India's participation particularly illustrates the network model's advantages. New Delhi maintains strategic autonomy as a core principle of its foreign policy and would refuse to join a formal anti-China alliance, yet it participates actively because the Quad respects Indian agency. The grouping also creates overlapping bilateral connections with Australia and Japan that strengthen regional relative to the preceding hub and spoke model.
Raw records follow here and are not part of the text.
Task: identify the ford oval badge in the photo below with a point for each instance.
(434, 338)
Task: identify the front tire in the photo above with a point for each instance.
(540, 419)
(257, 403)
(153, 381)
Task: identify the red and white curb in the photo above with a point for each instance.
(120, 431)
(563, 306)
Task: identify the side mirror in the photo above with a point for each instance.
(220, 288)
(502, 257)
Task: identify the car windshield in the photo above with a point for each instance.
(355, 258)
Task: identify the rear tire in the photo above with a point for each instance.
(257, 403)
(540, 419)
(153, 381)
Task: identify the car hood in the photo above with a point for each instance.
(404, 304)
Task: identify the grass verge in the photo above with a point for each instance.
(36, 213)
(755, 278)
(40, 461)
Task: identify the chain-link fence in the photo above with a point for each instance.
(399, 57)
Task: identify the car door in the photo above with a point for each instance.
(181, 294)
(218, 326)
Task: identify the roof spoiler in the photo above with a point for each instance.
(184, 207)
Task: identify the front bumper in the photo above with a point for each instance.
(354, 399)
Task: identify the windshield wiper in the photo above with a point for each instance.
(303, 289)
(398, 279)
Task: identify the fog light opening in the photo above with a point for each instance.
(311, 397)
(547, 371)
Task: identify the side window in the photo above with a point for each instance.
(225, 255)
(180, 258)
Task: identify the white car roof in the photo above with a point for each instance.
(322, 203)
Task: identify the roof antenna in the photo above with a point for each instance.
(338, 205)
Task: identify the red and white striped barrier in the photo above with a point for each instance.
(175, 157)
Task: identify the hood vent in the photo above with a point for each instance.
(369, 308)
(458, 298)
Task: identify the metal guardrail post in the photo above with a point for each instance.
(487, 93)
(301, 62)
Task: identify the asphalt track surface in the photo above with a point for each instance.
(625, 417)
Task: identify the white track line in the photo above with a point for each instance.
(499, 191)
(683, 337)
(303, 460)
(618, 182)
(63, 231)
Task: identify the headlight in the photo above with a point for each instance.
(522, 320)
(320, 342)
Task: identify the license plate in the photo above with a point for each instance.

Building a Modern Alliance Network
Moving beyond Cold War rhetoric requires articulating what an alliance network actually looks like. A functional Indo-Pacific Alliance Network would operate on three key principles. First, variable partnership levels. Japan and Australia maintain comprehensive defence partnerships with full interoperability. The Philippines and Vietnam focus on specific capabilities like maritime domain awareness and coast guard cooperation. Indonesia and Pacific Island states engage through economic connectivity and capacity building, with no alignment requirement. Partners' autonomy and constraints are respected through their level of engagement. Secondly, the network should coordinate broad challenges, not just with regard to geographical containment. A technology coalition secures semiconductor supply chains. A maritime security network combats illegal fishing and offshore drilling. A humanitarian assistance framework pools disaster response capacity. Partners engage where interests align, without insurmountable pressure to participate everywhere. Finally, the network must provide permanent mechanisms without permanent alignment. For example, an Indo-Pacific security forum that would allow officials to receive consultation. Joint exercises that practice realistic scenarios such as public health crises, maritime incidents, or disaster relief, rather than just demonstrating military might. These would build trust through practical cooperation whilst allowing independent foreign policies. Engagement must be genuine. Partners must see their concerns shaping American strategy, not simply facilitating it.
The June 2025 carrier transit demonstrated that China can no longer be completely geographically contained. But this does not mean forward US military presence has become irrelevant. American presence remains essential to deter a Chinese fait accompli against Taiwan and prevent Beijing from using military coercion to reshape regional order. The amphibious capabilities that both sides are developing underscore that geography will remain militarily significant. However, maintaining credible forward presence requires partners who willingly enable American access, not partners who are coerced into allowing access. The Quad demonstrates that network-based cooperation can provide strategic value without Cold War rhetoric. By shifting to a modern Indo-Pacific alliance network that respects partner agency while still advancing shared interests, Washington can strengthen the relationships on which its strategy depends. Geography still matters; islands still provide strategic value, and forward presence remains essential. But the framework for understanding these realities must evolve beyond concepts that increasingly alienate the very partners America needs most. The Cold War ended more than three decades ago. American strategic rhetoric needs to catch up to reality.